Mona_Lisa,_by_Leonardo_da_Vinci,_from_C2RMF_retouched
I believe churches make a mistake when they make too broad a claim into science or history. We need scientific tools to make scientific claims, we need historical tools to make historical claims. We need religion to develop faith. But as a human being, we need all of this, we need science, history, outlets for creative expression, the ability to engage in relationships, and we need religion. To hold all of this in our heads at the same time requires us to be comfortable with paradox, contradiction and uncertainty. .

In fact, I’ll make the case here, we need this. Being too certain about too many things feels like something we as Mormons have been warned against. The world is too complex, the universe is too vast, eternity is beyond our ability to comprehend. We are small beings trying to make sense of a universe that is beyond all comprehension. But yet we are put here on this earth to try to make the best of it. We need a bit of humility. We need every tool in our toolbox. We need faith and religion.

I don’t believe we can do religion on our own. Where two or three are gathered religion can happen. We do religion with others. But I think we also need theology, doctrine, hierarchy and authority. I don’t believe we need to be in perfect alignment, in fact if we are, than we’re probably doing it wrong. We can and should have our own opinions. But as flawed human beings we need something to check us. We need the rigor and structure and history of doctrine to keep us from wandering too far off into crazy paths. We should not be looking for a religion that is a mirror of ourselves, we should be looking for a religion that helps us become our better selves, that both challenges us when we become too comfortable and comforts us when we feel like giving up.
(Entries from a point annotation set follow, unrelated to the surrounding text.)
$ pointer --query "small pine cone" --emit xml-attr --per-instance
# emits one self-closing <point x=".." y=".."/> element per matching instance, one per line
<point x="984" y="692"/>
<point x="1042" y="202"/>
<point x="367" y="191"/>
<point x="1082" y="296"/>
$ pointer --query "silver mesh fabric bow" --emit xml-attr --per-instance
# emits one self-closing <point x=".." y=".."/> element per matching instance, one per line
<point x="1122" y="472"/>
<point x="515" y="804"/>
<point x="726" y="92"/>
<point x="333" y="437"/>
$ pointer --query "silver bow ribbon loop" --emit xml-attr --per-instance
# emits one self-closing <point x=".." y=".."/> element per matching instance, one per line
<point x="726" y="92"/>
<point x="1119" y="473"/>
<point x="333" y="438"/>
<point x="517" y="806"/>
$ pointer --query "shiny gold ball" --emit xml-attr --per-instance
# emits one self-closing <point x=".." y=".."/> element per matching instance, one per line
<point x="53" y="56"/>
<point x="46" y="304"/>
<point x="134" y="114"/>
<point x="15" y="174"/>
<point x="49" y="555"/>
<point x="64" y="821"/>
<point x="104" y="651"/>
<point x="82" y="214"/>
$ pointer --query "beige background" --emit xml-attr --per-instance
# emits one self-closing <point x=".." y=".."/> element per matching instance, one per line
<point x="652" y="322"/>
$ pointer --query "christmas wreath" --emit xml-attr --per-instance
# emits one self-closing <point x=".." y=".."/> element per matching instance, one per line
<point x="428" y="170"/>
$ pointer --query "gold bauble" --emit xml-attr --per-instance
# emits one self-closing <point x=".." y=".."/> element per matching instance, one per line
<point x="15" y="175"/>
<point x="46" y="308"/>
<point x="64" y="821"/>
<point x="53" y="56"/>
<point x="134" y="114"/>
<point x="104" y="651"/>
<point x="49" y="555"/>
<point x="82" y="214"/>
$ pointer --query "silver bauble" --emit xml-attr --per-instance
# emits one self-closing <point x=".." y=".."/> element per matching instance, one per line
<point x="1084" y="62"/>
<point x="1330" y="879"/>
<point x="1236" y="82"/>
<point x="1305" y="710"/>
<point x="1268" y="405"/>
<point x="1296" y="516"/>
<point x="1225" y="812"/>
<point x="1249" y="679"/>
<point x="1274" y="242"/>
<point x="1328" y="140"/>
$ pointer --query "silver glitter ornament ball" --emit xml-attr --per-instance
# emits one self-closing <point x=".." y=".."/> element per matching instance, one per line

Ross Douthat in his book, Bad Religion: How We Became a Nation of Heretics, talks about how Christian orthodoxy played a crucial role in American history in providing necessary dissent and binding the conversation:

But now consider orthodox Christianity’s contribution to America as well. From the beginning, the existence of a Christian center— first exclusively Protestant, and then eventually accommodating Catholicism as well— has helped bind together a teeming, diverse, and fissiparous nation. This binding has often been tangible and concrete: The hierarchy, discipline, and institutional continuity of Mainline Protestantism and Catholicism helped build hospitals and schools, orphanages and universities, and assimilated generation upon generation of immigrants. But our religious center has bound us together in a more mysterious fashion as well. In a country without a national church, the kind of “mere Christianity” has frequently provided an invisible mortar for our culture and a common vocabulary for our great debates. As Jody Bottum put it in a 2008 essay, the major Christian churches have operated “as simultaneously the happy enabler and the unhappy conscience of the American republic— a single source for both national comfort and national unease.” 1

Douthat, Ross (2012-04-17). Bad Religion (Kindle Locations 251-257). Simon & Schuster, Inc.. Kindle Edition.
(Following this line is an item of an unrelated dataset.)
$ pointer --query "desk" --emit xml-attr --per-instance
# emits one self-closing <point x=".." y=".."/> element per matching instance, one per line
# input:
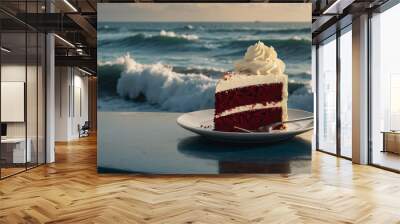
<point x="391" y="141"/>
<point x="16" y="148"/>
We need our philosophers, our theologians, our pastors and our prophets. We need people in the national conversation being our “unhappy conscience”. And we need this individually as well. We need an external conscience to check our own compulsions.

We can easily make the mistake of giving our churches too much power, turning it into an obsession to obedience or a judgmental weapon against others we do not approve of. We can easily go overboard one way or the other. But I think religion can and should play a vital role in our lives.